Many of the acute transient psychoses are considered by French psychiatrists as atypical attacks or equivalents of manic-depressive psychosis. A catatonic equivalent (replacement of one or more affective attacks with catatonic attacks), episodic delusions of exposure, a senestopathic equivalent (an acute senestopathic attack), intermittent hebephrenia, acute paranoids, pseudo-paired melancholia are described; schizoform melancholia, pseudoshizophrenic postpartum psychosis of catatonic structure.

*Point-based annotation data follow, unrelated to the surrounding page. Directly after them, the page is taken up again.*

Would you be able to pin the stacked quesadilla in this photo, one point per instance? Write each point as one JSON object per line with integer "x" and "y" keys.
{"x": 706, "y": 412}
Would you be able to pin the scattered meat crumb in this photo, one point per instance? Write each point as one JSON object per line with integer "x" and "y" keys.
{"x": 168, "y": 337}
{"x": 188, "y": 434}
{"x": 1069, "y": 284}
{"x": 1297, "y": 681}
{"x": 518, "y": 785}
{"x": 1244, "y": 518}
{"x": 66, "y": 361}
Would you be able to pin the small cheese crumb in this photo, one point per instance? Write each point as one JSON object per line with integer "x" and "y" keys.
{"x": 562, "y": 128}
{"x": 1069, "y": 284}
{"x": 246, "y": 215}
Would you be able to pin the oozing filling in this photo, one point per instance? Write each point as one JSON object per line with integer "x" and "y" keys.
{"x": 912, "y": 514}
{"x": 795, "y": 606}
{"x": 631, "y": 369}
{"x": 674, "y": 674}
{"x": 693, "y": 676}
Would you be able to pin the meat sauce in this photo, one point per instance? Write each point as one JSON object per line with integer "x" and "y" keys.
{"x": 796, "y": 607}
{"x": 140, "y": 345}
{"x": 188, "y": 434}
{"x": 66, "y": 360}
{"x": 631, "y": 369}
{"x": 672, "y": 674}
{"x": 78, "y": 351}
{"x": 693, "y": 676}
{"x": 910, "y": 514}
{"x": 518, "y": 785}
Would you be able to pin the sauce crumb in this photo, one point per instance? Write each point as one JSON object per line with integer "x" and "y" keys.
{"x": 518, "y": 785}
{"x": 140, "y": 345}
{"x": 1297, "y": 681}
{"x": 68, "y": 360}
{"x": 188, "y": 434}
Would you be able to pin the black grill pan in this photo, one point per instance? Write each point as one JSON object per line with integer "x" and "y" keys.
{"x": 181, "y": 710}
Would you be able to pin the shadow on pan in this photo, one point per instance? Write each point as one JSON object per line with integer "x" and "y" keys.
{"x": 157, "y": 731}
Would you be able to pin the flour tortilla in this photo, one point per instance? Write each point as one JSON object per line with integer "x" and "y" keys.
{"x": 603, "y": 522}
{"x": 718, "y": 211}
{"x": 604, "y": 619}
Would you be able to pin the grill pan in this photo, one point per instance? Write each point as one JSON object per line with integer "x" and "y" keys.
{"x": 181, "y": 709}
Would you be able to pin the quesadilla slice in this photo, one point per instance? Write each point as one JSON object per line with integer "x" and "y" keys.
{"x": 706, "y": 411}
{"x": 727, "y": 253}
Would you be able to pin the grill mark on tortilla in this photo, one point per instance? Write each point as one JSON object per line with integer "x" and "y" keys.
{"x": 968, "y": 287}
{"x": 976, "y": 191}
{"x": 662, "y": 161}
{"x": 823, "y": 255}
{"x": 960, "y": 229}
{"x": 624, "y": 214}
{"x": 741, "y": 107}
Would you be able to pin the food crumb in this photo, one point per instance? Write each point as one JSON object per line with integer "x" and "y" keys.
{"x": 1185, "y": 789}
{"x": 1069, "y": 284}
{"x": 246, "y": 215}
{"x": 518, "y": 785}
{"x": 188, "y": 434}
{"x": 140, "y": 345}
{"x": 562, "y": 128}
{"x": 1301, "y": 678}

Recently, new terms have appeared and continue to appear to denote individual acute psychosis or whole groups. Baruk distinguishes postpartum hallucinatory delusions and postpartum delusions of persecution. Courchet et al. described acute psychosis in men and called it “transient mania” (according to Krafft-Ebing). According to the authors, this psychosis is a suddenly beginning state of motor excitation or confusion with disorientation, deep anxiety, mutism, without delusions and hallucinations. The psychotic state lasts 2–3 days, followed by a short phase of asthenia, and then recovery occurs. The acute period is completely amnesized. Attacks are not associated with any exogenous factors.